ELLEN .- La tierce et la quinte. L'accord.
ISAAC, réalisant .- Prisonnier d'une pièce de théâtre.
L'ANGE, se levant .- Tu as un texte ! Dis-le !
ISAAC .- Prisonnier de la souffrance.
ELLEN .- Do. Ré. Mi. Fa. Sol. La. Si. Do.
ISAAC .- Laissez-moi sortir. Laissez-moi vivre, et enfin mourir.
ELLEN .- Le violoncelle. Le piano. L'alto.
ISAAC .- Assez de jouer la réalité ! Assez de réciter mot pour mot ce que l'on dit dans la vie.
L'ANGE .- Acteur, prends garde.
ELLEN .- Solfège.
ISAAC .- Je suis sorti de mon texte. Je vais mourir, à la fin, pour être puni. Est-ce un réel châtiment ?
ELLEN .- La partition.
ISAAC .- C'était une pièce qui devait se terminer mal.
ELLEN .- Sonate.
ISAAC .- Isaac mourra. L'acteur s'en ira, abandonnant sur scène la dépouille de son personnage.
ELLEN .- La pulsation.
ISAAC .- Je veux partir d'ici. Souviens-toi, Ellen !
ELLEN .- Un compositeur. Un chef d'orchestre.
ISAAC .- Ce soir, vous n'avez pas eu mal et j'ai souffert. À votre tour ! Venez sur scène, venez réciter votre vie, souffrez à ma place ! Et laissez-moi partir... Partir pour mourir.
ELLEN .- L'archet. Le médiator. L'accordeur.

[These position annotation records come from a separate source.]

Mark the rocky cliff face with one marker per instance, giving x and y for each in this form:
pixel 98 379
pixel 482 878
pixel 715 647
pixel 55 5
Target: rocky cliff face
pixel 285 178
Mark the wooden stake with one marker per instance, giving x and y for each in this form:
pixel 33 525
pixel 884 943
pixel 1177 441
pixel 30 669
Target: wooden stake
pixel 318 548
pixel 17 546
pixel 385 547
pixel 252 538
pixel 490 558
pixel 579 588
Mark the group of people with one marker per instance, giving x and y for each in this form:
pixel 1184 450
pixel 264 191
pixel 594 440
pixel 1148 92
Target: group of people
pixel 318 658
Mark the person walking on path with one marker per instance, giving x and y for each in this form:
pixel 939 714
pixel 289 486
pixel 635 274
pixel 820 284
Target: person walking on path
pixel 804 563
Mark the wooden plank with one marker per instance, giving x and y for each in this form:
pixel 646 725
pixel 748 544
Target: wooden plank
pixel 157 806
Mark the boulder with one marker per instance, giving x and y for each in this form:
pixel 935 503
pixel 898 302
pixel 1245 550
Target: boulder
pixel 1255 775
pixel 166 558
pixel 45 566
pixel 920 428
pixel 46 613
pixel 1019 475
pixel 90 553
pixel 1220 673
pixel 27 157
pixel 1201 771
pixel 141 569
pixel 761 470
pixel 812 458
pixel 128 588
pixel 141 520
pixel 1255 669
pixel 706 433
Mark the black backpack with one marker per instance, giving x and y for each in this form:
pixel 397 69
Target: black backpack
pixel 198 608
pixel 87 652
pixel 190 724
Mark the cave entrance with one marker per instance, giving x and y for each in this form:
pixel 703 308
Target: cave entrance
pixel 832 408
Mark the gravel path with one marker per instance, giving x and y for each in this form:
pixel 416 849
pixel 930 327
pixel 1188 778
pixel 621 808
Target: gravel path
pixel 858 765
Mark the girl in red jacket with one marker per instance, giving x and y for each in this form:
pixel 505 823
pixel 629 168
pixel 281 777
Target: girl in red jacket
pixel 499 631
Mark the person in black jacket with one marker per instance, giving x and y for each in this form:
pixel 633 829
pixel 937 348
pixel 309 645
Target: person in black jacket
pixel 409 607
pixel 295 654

ISAAC, se prenant la tête dans les mains .- Fou... Fou... Fou...
ELLEN .- Il faut chanter, n'est-ce pas ?
ISAAC, relevant la tête .- Bien sûr qu'il faut chanter. Il faut toujours chanter. Chante, mon Ellen. Chante et souviens-toi, je t'en prie.
ELLEN .- D'accord.
(Elle inspire. Au fur et à mesure qu'elle chante, la lumière revient.)
ELLEN .- Souvenirs indésirables
Pénibles passés
Ils veulent qu'on oublie
Pour pouvoir prospérer en paix
Ils nous ont dit que ce qui comptait
Était le futur
Seulement le futur
L'utopie qui germe dans nos cerveaux malades
Cancer de l'orgueil et de l'avidité
Et s'ils avaient tort ?
Si en se tournant vers le passé
On trouvait la lumière ?
Si en se rappelant on craquait l'allumette
Qui mettrait le feu à notre vie ?
Quelle métaphore stupide
Et pourtant, et pourtant
Je veux cette allumette
Quand bien même elle me brûlerait
(Ellen se tait. Le noir est total.)
ISAAC, osant à peine troubler le silence et l'obscurité .- Est-ce la fin ?
ELLEN .- Bien sûr que c'est la fin.
(Elle sort un pistolet accroché à sa ceinture et tire sur Isaac. Un flash lumineux pour le montrer qui s'écroule, et noir final.)